Video sharing platform TikTok has emerged as the primary growth engine for spirits creator marketing, accounting for the majority of VIT among both top-performing and fastest-rising brands.

The platform’s remix-friendly ecosystem – built around stitches, duets, and ongoing trends – allows spirits brands to show up repeatedly without relying on formal partnerships. These features have allowed brands to circumvent the alcohol advertising rules, regulations and restrictions in place on the platform, and still find viral success.

The report indicates that there is no universal creator marketing strategy, and what works in beauty or fashion does not automatically translate to spirits. Winning brands have demonstrated an understanding of the nuances of their category and have adapted accordingly – focusing on cultural fit, creator-led storytelling, and formats that invite participation.

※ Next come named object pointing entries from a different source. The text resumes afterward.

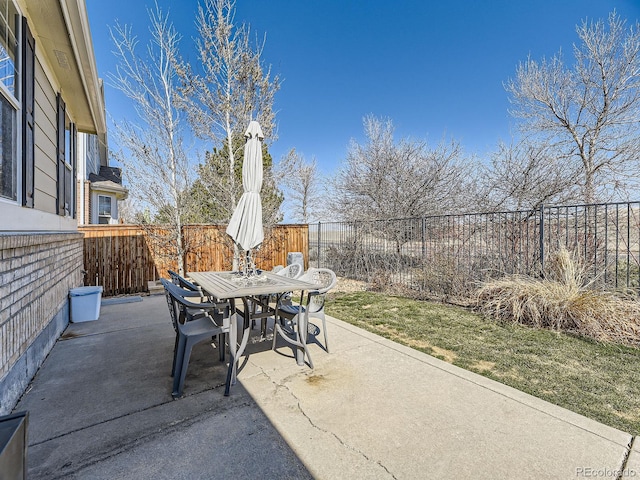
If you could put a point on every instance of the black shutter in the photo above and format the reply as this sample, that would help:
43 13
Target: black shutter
61 166
28 123
74 161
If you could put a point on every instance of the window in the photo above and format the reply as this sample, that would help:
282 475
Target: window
67 149
9 104
104 209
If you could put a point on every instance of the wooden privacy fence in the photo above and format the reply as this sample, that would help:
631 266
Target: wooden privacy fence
124 258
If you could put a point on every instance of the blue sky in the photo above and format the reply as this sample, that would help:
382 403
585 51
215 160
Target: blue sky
434 68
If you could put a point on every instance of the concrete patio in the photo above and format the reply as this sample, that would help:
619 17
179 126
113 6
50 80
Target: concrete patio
101 408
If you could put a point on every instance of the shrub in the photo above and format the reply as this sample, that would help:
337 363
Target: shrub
563 300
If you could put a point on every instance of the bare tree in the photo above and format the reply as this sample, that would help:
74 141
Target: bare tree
232 88
383 179
587 115
302 183
152 150
524 175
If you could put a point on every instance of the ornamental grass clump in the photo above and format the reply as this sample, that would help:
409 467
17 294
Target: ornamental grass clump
563 300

Furthermore, the report suggests that the spirits industry demonstrated that restraint, relevance, and repeatability can be more powerful than scale, and for brands that show willing to let creators lead, the payoff is not just visibility, but lasting momentum.

For brand benchmarking, Traackr analysed more than 760,000 influencers in the Us who produced more than 10 million pieces of content mentioning at least one of the brands from its Brand Leaderboard, consisting of 2,725 beauty brands, 357 personal care brands, 703 fashion brands, 160 food & beverage brands, and 226 spirits brands.